Celebrity Customers Are Book Readers Just Like Us

Lynn Redgrave had a weekend home in town and would come in during her battle with cancer, her hair just slightly growing back from her chemotherapy treatments, and we’d chat and I’d mail out books as gifts for loved ones for her. Her older sister, Vanessa would also make a few appearances before she lost her beautiful daughter Natasha Richardson.

Lynn Redgrave
Lynn Redgrave, Kennedy Center Washington D.C, 1999 (image courtesy of John Mathew Smith & www.celebrity-photos.com from Laurel Maryland, USA)

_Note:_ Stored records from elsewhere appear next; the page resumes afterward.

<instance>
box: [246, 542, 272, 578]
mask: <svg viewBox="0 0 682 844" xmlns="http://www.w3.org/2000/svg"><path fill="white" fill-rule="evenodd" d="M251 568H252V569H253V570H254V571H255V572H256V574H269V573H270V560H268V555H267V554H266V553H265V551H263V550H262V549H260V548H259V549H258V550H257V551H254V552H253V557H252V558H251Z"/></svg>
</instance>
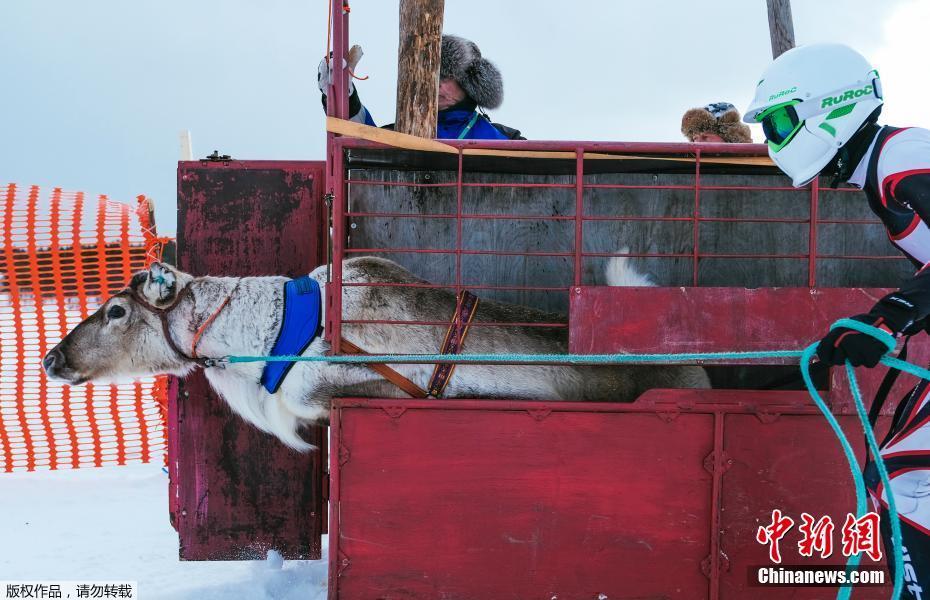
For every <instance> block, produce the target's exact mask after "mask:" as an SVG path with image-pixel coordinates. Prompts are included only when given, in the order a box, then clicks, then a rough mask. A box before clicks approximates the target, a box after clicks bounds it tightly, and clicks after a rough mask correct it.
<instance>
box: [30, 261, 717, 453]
mask: <svg viewBox="0 0 930 600" xmlns="http://www.w3.org/2000/svg"><path fill="white" fill-rule="evenodd" d="M310 276H311V277H312V278H313V279H315V280H316V281H317V282H318V283H319V285H320V289H321V293H322V296H323V298H325V297H326V268H325V267H320V268H317V269H316V270H314V271H313V272H312V273H311V274H310ZM607 277H608V283H609V284H610V285H651V283H650V282H649V280H648V278H646V277H645V276H643V275H640V274H639V273H636V271H634V270H633V269H632V268H631V267H630V265H629V261H628V259H622V258H621V259H614V260H612V261H611V262H610V263H609V265H608V268H607ZM343 280H344V282H345V283H424V282H422V281H421V280H419V279H417V278H416V277H414V276H413V275H412V274H411V273H410V272H408V271H407V270H405V269H404V268H403V267H401V266H400V265H398V264H396V263H393V262H391V261H389V260H385V259H381V258H374V257H360V258H354V259H350V260H346V261H345V262H344V263H343ZM287 281H288V280H287V279H286V278H284V277H244V278H233V277H193V276H191V275H189V274H187V273H183V272H181V271H178V270H176V269H173V268H171V267H168V266H165V265H161V264H154V265H152V267H151V268H150V269H149V270H148V271H146V272H142V273H139V274H137V275H136V276H135V277H134V278H133V281H132V283H131V284H130V287H129V288H128V290H129V291H128V292H126V293H122V294H118V295H116V296H114V297H113V298H111V299H110V300H108V301H107V302H106V303H105V304H104V305H103V306H102V307H101V308H100V309H99V310H98V311H97V312H96V313H94V314H93V315H91V316H90V317H88V318H87V319H86V320H85V321H84V322H83V323H81V324H80V325H78V326H77V327H76V328H75V329H74V330H73V331H72V332H71V333H69V334H68V336H66V337H65V339H63V340H62V341H61V343H59V344H58V345H57V346H56V347H55V348H54V349H53V350H52V351H51V352H49V354H48V355H47V357H46V359H45V366H46V371H47V373H48V374H49V376H51V377H54V378H57V379H62V380H65V381H68V382H69V383H73V384H78V383H83V382H85V381H91V380H93V381H108V380H114V379H119V378H126V377H139V376H143V375H153V374H160V373H168V374H173V375H179V376H183V375H186V374H187V373H189V372H190V371H192V370H193V369H194V368H196V367H197V366H198V363H197V362H196V361H194V360H192V358H191V357H192V356H194V355H195V354H194V353H195V352H196V355H197V356H201V357H223V356H230V355H240V356H241V355H251V356H256V355H257V356H268V355H269V353H270V351H271V349H272V347H273V346H274V344H275V340H276V339H277V337H278V331H279V329H280V326H281V317H282V305H283V297H284V293H283V292H284V284H285V283H286V282H287ZM185 288H187V289H186V290H185ZM455 302H456V298H455V294H453V293H452V292H450V291H447V290H442V289H430V288H423V287H391V286H376V285H375V286H370V285H366V286H357V287H356V286H350V287H345V288H343V318H344V319H345V320H393V321H426V322H447V320H448V319H449V317H450V316H451V315H452V312H453V310H454V308H455ZM142 303H147V304H149V305H150V306H151V307H152V308H154V309H156V311H159V310H164V309H168V310H167V311H166V312H164V318H165V325H164V326H163V325H162V322H161V320H160V317H159V315H158V314H156V312H153V311H152V310H150V309H148V308H145V307H144V306H143V305H142ZM321 306H323V307H324V315H323V319H324V320H325V302H324V303H322V304H321ZM214 317H215V319H214V320H213V321H212V322H210V323H209V324H208V326H206V327H205V329H204V324H205V323H207V321H208V320H209V319H211V318H214ZM560 319H562V320H564V317H560V316H558V315H551V314H548V313H544V312H541V311H538V310H535V309H531V308H527V307H524V306H516V305H512V304H504V303H500V302H492V301H484V302H482V303H481V306H480V308H479V309H478V312H477V315H476V316H475V322H476V323H480V322H482V321H484V322H503V323H514V322H519V323H534V322H537V323H544V322H552V321H553V320H560ZM166 329H167V332H168V334H169V335H170V337H171V339H170V340H169V339H166V335H165V333H166V331H165V330H166ZM201 329H203V335H202V337H200V338H199V339H197V335H198V330H201ZM444 335H445V327H440V326H424V325H388V324H365V325H353V324H345V325H344V329H343V337H344V338H345V339H346V340H348V341H350V342H352V343H354V344H356V345H358V346H360V347H362V348H364V349H365V350H366V351H367V352H370V353H372V354H387V353H403V354H418V353H431V352H435V351H436V350H437V349H438V348H439V346H440V344H441V343H442V339H443V336H444ZM195 341H196V344H195V343H194V342H195ZM192 346H195V347H192ZM567 347H568V344H567V332H566V331H565V330H564V329H553V328H544V327H514V326H502V327H498V326H484V327H473V328H472V329H471V331H470V332H469V337H468V339H467V341H466V342H465V349H464V350H465V353H469V352H471V353H482V354H484V353H488V354H501V353H521V354H564V353H565V352H567ZM329 349H330V348H329V344H328V343H327V342H325V341H324V340H323V339H322V338H320V337H318V338H316V339H314V340H313V341H312V342H311V343H310V345H309V347H307V349H306V351H305V352H304V354H305V355H324V354H326V353H327V352H328V351H329ZM264 365H265V363H260V362H259V363H237V364H233V365H226V366H223V367H212V368H207V369H206V376H207V379H208V380H209V382H210V384H211V385H212V386H213V388H214V389H215V390H216V391H217V393H219V395H220V396H222V397H223V398H224V399H225V400H226V402H227V403H229V406H230V407H232V409H233V410H234V411H235V412H236V413H237V414H238V415H240V416H241V417H242V418H244V419H245V420H247V421H248V422H250V423H252V424H253V425H255V426H256V427H258V428H259V429H261V430H262V431H265V432H267V433H269V434H272V435H274V436H276V437H277V438H278V439H280V440H281V441H282V442H283V443H285V444H287V445H288V446H290V447H292V448H294V449H297V450H307V449H309V448H311V446H310V445H309V444H308V443H307V442H305V441H304V440H303V439H302V438H301V436H300V430H301V428H302V427H303V426H304V425H307V424H311V423H317V422H325V421H326V420H327V419H328V416H329V402H330V399H331V398H333V397H340V396H368V397H404V394H403V392H401V391H400V390H399V389H398V388H397V387H395V386H394V385H393V384H390V383H388V382H387V381H386V380H384V379H383V378H381V376H380V375H378V374H377V373H375V372H374V371H372V370H371V369H369V368H368V367H366V366H364V365H352V364H333V363H309V362H301V363H297V364H295V365H294V367H293V368H292V369H291V370H290V373H289V374H288V375H287V377H286V378H285V379H284V382H283V384H282V385H281V387H280V389H278V391H277V392H276V393H274V394H269V393H268V391H266V390H265V388H264V387H262V385H261V383H260V382H261V379H262V371H263V368H264ZM396 370H397V371H399V372H400V373H401V374H402V375H404V376H405V377H407V378H408V379H410V380H411V381H413V382H416V383H419V384H420V385H421V386H422V385H423V384H425V383H426V381H428V379H429V377H430V375H431V373H432V370H433V366H432V365H397V366H396ZM708 386H709V383H708V379H707V375H706V373H705V372H704V370H703V369H701V368H700V367H694V366H668V365H663V366H504V365H472V364H465V365H459V367H458V368H457V369H456V370H455V373H454V375H453V376H452V379H451V381H450V382H449V385H448V387H447V388H446V391H445V396H446V397H451V398H511V399H534V400H576V401H581V400H584V401H615V402H630V401H632V400H635V399H636V397H637V396H639V395H640V394H641V393H642V392H643V391H645V390H647V389H650V388H656V387H673V388H674V387H678V388H681V387H708Z"/></svg>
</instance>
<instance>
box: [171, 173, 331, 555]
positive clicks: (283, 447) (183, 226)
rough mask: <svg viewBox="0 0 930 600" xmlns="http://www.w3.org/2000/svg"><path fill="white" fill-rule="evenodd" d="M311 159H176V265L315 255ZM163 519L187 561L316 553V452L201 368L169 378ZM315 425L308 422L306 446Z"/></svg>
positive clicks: (303, 263) (274, 268)
mask: <svg viewBox="0 0 930 600" xmlns="http://www.w3.org/2000/svg"><path fill="white" fill-rule="evenodd" d="M324 169H325V164H324V163H321V162H279V161H275V162H270V161H255V162H244V161H231V162H230V163H228V164H224V163H207V162H188V163H180V164H179V167H178V257H179V266H180V267H181V268H182V269H184V270H186V271H188V272H191V273H194V274H196V275H206V274H213V275H219V274H223V275H269V274H279V275H289V276H298V275H301V274H305V273H307V272H309V271H310V270H312V269H313V268H314V267H316V266H317V265H319V264H321V263H322V261H323V254H324V239H325V237H324V233H325V220H326V219H325V214H324V211H323V207H322V187H321V182H322V181H323V172H324ZM172 389H173V390H175V393H174V394H172V395H171V397H170V399H169V400H170V402H169V463H170V465H171V468H170V470H169V472H170V475H171V497H172V504H173V506H172V513H173V514H172V520H173V522H174V524H175V527H176V528H177V530H178V534H179V538H180V556H181V558H182V559H187V560H235V559H247V558H263V557H264V556H265V553H266V552H267V550H268V549H272V548H273V549H276V550H278V551H280V552H281V553H282V554H283V555H284V556H285V558H305V559H309V558H319V557H320V533H321V528H322V525H323V516H322V515H323V498H322V492H323V486H322V472H323V468H322V464H321V454H320V453H319V452H314V453H307V454H298V453H296V452H294V451H292V450H290V449H288V448H286V447H285V446H283V445H282V444H281V443H280V442H278V441H277V440H276V439H275V438H273V437H271V436H269V435H266V434H264V433H262V432H260V431H258V430H257V429H255V428H254V427H252V426H250V425H248V424H246V423H245V422H244V421H242V419H240V418H239V417H237V416H234V415H233V414H232V413H231V411H230V410H229V408H228V407H227V405H226V404H225V402H223V401H222V400H221V399H219V398H218V397H217V396H216V395H215V394H214V393H213V392H212V390H211V389H210V387H209V385H208V384H207V382H206V379H205V378H204V377H203V374H202V373H195V374H193V375H191V376H190V377H187V378H186V379H184V380H183V381H180V382H178V383H177V384H176V385H173V386H172ZM324 433H325V432H324V431H323V430H322V429H320V428H314V429H313V430H312V431H310V432H309V434H308V439H309V440H310V441H311V442H312V443H315V444H316V445H321V444H322V443H323V441H324V440H325V435H324Z"/></svg>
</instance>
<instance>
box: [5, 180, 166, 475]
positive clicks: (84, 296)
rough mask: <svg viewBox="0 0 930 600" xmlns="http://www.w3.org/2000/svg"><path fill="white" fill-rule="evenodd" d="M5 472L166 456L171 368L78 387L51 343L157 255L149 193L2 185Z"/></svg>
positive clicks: (60, 466) (79, 321) (154, 258)
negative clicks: (144, 378)
mask: <svg viewBox="0 0 930 600" xmlns="http://www.w3.org/2000/svg"><path fill="white" fill-rule="evenodd" d="M0 194H3V196H2V198H0V204H2V205H0V221H2V239H0V243H2V247H0V472H11V471H34V470H40V469H67V468H80V467H99V466H103V465H122V464H126V463H130V462H150V461H154V460H161V459H163V456H164V450H165V445H166V444H165V435H166V434H165V431H166V429H165V406H166V388H165V381H164V379H163V378H149V379H145V380H141V381H137V382H134V383H128V384H121V385H106V386H105V385H97V386H94V385H90V384H87V385H83V386H77V387H69V386H67V385H63V384H61V383H58V382H55V381H50V380H49V379H48V378H47V377H46V376H45V373H44V372H43V370H42V366H41V361H42V357H43V356H45V354H46V352H48V350H49V349H51V348H52V347H53V346H54V345H55V344H56V343H58V341H59V340H61V338H62V337H63V336H64V335H65V334H66V333H67V332H68V331H69V330H71V328H73V327H74V326H75V325H77V324H78V323H79V322H80V321H81V320H82V319H84V318H85V317H86V316H87V315H89V314H91V313H93V312H94V311H95V310H96V309H97V307H98V306H99V305H100V304H101V303H102V302H103V301H104V300H106V298H107V297H109V296H110V295H111V294H113V293H115V292H117V291H119V290H120V289H122V288H123V287H124V286H125V285H126V282H127V281H128V280H129V278H130V277H131V275H132V273H133V272H135V271H138V270H140V269H142V268H144V267H145V266H146V265H147V264H148V263H150V262H151V261H152V260H154V259H157V258H158V256H159V254H160V252H161V247H162V244H163V243H164V241H165V240H164V239H162V238H158V237H156V236H155V232H154V227H153V223H152V222H151V220H152V219H151V213H150V209H149V203H148V201H147V200H146V199H145V197H143V196H139V198H138V204H137V206H136V207H135V208H134V207H132V206H130V205H128V204H124V203H119V202H113V201H111V200H109V199H107V197H106V196H99V197H97V198H96V199H90V198H86V197H85V195H84V194H83V193H82V192H65V191H62V190H61V189H59V188H55V189H53V190H51V191H50V192H48V191H42V190H40V189H39V187H38V186H30V187H20V186H17V185H16V184H12V183H11V184H8V185H6V187H5V190H4V189H3V188H0Z"/></svg>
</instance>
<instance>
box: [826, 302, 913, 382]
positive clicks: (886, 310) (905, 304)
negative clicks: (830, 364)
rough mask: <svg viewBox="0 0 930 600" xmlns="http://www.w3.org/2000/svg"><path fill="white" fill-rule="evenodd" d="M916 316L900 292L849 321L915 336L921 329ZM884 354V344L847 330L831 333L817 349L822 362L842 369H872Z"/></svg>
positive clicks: (911, 306) (839, 330) (828, 334)
mask: <svg viewBox="0 0 930 600" xmlns="http://www.w3.org/2000/svg"><path fill="white" fill-rule="evenodd" d="M917 313H918V311H917V307H916V306H915V305H914V303H913V302H911V301H910V300H908V299H907V297H905V296H904V295H903V294H901V293H900V292H894V293H891V294H888V295H887V296H885V297H884V298H882V299H881V300H879V301H878V303H876V304H875V306H873V307H872V310H870V311H869V312H868V313H866V314H864V315H856V316H854V317H850V318H851V319H853V320H856V321H859V322H860V323H865V324H866V325H872V326H873V327H878V328H879V329H883V330H885V331H887V332H888V333H890V334H892V335H894V336H898V335H911V334H913V333H917V332H918V331H919V330H920V329H921V328H922V327H923V325H924V322H923V321H916V322H915V318H916V317H917ZM887 352H888V347H887V346H886V345H885V344H884V343H883V342H881V341H879V340H877V339H875V338H874V337H872V336H870V335H868V334H865V333H861V332H859V331H856V330H855V329H849V328H847V327H837V328H836V329H834V330H832V331H831V332H830V333H828V334H827V335H825V336H824V338H823V339H822V340H820V344H819V345H818V346H817V357H818V358H819V359H820V360H821V362H825V363H828V364H832V365H842V364H843V363H845V362H846V361H847V360H848V361H849V362H850V363H851V364H852V366H854V367H859V366H866V367H870V368H871V367H874V366H875V365H877V364H878V362H879V361H880V360H881V358H882V356H884V355H885V354H886V353H887Z"/></svg>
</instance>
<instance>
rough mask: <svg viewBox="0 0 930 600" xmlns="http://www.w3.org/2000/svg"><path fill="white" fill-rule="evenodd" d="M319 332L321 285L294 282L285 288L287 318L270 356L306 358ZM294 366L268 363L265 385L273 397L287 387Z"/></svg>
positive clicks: (285, 303)
mask: <svg viewBox="0 0 930 600" xmlns="http://www.w3.org/2000/svg"><path fill="white" fill-rule="evenodd" d="M319 332H320V284H319V283H317V282H316V280H315V279H312V278H311V277H310V276H309V275H304V276H303V277H301V278H300V279H292V280H290V281H288V282H287V283H285V284H284V317H283V318H282V319H281V330H280V331H279V332H278V339H277V340H275V343H274V347H272V348H271V352H270V354H269V355H270V356H293V355H299V354H303V352H304V350H306V349H307V347H308V346H309V345H310V342H312V341H313V340H314V339H316V337H317V335H319ZM293 366H294V363H292V362H269V363H265V370H264V371H262V385H263V386H264V387H265V389H266V390H268V393H270V394H274V393H275V392H277V391H278V388H280V387H281V384H282V383H284V378H285V377H287V374H288V372H289V371H290V370H291V367H293Z"/></svg>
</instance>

There were so many others: Sam Waterston, Marsha Mason, Daryl Hall, Rob Zombie, Margo Martindale, Anderson Cooper – a regular, Campbell Scott, and Patricia Clarkson. Peter Gallagher would come in each year on Christmas Eve, which was always a thrill as my daughters and I would often watch While You Were Sleeping around the holidays. Law and Order’s Christopher Meloni stopped in one day as did Seth Meyers. One of my favorite actresses, Jennnifer Ehle, who played one of the most beloved characters in literature, Elizabeth Bennett in Pride and Prejudice, stopped in with her husband and children and she was as lovely and kind in person as she appeared on the screen.

The real rock stars for me though were the writers that came in, Simon Winchester and John Lewis, Walter Isaacson, Elinor Lipman, Martha Hall Kelly, the American Diplomat, Richard Holbrooke’s wife, the author Kati Marton, Fiona Davis, Janice Kaplan, Amy Poeppel, Frank McCourt, Tom Brokaw, and prolific author Michael Pollan, who said he never failed to find some new and interesting book in my store.

Peggy Noonan, a favorite Wall Street Journal columnist, who I was introduced to by one of my best customers, Nancy Kissinger. The memoirist Dani Shapiro, who has been featured many times on Oprah Winfrey’s network, and Anthony Scaramucci, who would later pen a book about his short-lived position as Trump’s White House Communications Director, would stop in and buy bags of hardcovers when he came to visit his son at the local private high school.

Agnes Gund, the American philanthropist and president of the Museum of Modern Art, would come in regularly with her brood and ask me to select 50 or more paperbacks of new or classic books to gift her guests at her parties. She was always gracious and one of my more beloved customers. There were so many over the years— the authors, writers, actors, and musicians that found their way through the doors of my store—always so appreciative it was there and full of compliments for my book selections.

Many celebrities themselves have penned autobiographies and memoirs in recent years. I’d order them for stock but never saw them as great sellers necessarily, save for Keith Richards’s Life and Bruce Springsteen’s Born to Run.

Readers, Famous or Not, Make the Bookstore

Reese Witherspoon
Reese Witherspoon, Reese Witherspoon at the 69th Annual Golden Globes Awards 2012. (Image courtesy of Jenn Deering Davis)

Although celebrity books never sold well, the ones that promoted their book clubs, like Reese Witherspoon and Oprah Winfrey, have done wonders for many authors, giving them the visibility to go on to become bestsellers as well as movies.

We may be a culture that is addicted to the rich and famous or infamous, but again, it is the extraordinary writers and authors that keep bookstores stocked with great reads, and it was always a thrill to provide a place for people to indulge in their passion for books.

I often think of the devoted customers, a handful of them famous and so many who were simply dedicated readers who kept the doors to my bookstore open and the shelves stocked. That was the real thrill of owning a bookstore—to love your job as a bookseller amidst some of the wisest voices of our time surrounding you each and every day.

Owning a bookstore is definitely a dream job. It will never make you rich and famous, but fame is fleeting, whereas great books stand the test of time.